El Duelo
El duelo es una respuesta emocional y psicológica completamente natural ante la pérdida. Aunque suele asociarse con la muerte de un ser querido, el duelo también puede surgir tras una ruptura de pareja, la pérdida de una amistad importante, un cambio drástico en la vida (como mudarse, perder el trabajo o jubilarse), una enfermedad que cambia el estilo de vida, o incluso al dejar atrás una versión de uno mismo.
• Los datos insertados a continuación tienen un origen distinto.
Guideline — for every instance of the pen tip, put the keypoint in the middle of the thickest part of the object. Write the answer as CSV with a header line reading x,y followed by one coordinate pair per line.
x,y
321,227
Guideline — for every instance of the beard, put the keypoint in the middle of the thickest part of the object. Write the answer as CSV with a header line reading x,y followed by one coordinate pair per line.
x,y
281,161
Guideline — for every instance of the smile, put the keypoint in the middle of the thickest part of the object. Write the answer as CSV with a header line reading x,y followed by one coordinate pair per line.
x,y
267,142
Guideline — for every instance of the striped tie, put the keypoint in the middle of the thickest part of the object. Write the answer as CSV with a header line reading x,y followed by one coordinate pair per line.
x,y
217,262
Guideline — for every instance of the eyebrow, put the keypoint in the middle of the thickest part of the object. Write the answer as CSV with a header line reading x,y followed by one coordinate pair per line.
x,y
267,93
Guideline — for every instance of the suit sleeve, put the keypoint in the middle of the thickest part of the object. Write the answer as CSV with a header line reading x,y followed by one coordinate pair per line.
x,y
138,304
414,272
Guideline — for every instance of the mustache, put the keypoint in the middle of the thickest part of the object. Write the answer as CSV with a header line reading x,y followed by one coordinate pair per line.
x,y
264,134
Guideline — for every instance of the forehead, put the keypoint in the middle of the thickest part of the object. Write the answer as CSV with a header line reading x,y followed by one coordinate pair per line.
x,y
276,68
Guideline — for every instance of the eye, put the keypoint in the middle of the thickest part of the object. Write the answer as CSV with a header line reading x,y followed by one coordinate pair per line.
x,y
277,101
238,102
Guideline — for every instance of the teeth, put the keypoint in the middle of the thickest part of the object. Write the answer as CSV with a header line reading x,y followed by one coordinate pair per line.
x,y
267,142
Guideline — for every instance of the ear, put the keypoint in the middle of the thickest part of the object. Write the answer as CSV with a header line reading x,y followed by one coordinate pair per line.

El duelo no es solo lo que ocurre cuando alguien muere. Es lo que nos pasa cuando perdemos algo que nos sostenía, nos definía o nos daba sentido. Es ese proceso silencioso (a veces desgarrador, a veces casi imperceptible) por el que transitamos cuando algo termina: una relación, un proyecto, una etapa, un cuerpo sano, un lugar que era hogar.
Como psicólogo, he aprendido que no hay forma correcta o “ideal” de vivir un duelo. Hay formas únicas. El dolor se manifiesta de acuerdo a quién lo siente, qué ha perdido y cómo estaba emocionalmente antes de esa pérdida. Algunas personas se derrumban enseguida, otras parecen fuertes durante meses y luego colapsan por dentro cuando todo el mundo cree que ya “deberían estar bien”.
No hay relojes emocionales en el duelo. Ni plazos estándar. Tampoco hay consuelos universales. Y, a pesar de eso, duelar es profundamente humano.
¿Qué ocurre en el duelo?
El duelo es una reacción natural a la pérdida. A nivel emocional puede incluir tristeza, rabia, culpa, miedo, confusión o incluso alivio (sí, y no es malo sentirlo). A nivel físico puede producir fatiga, falta de apetito, nudos en el estómago, sensación de ahogo o insomnio. A nivel cognitivo, a veces aparecen pensamientos obsesivos, idealizaciones o una desconexión con la realidad.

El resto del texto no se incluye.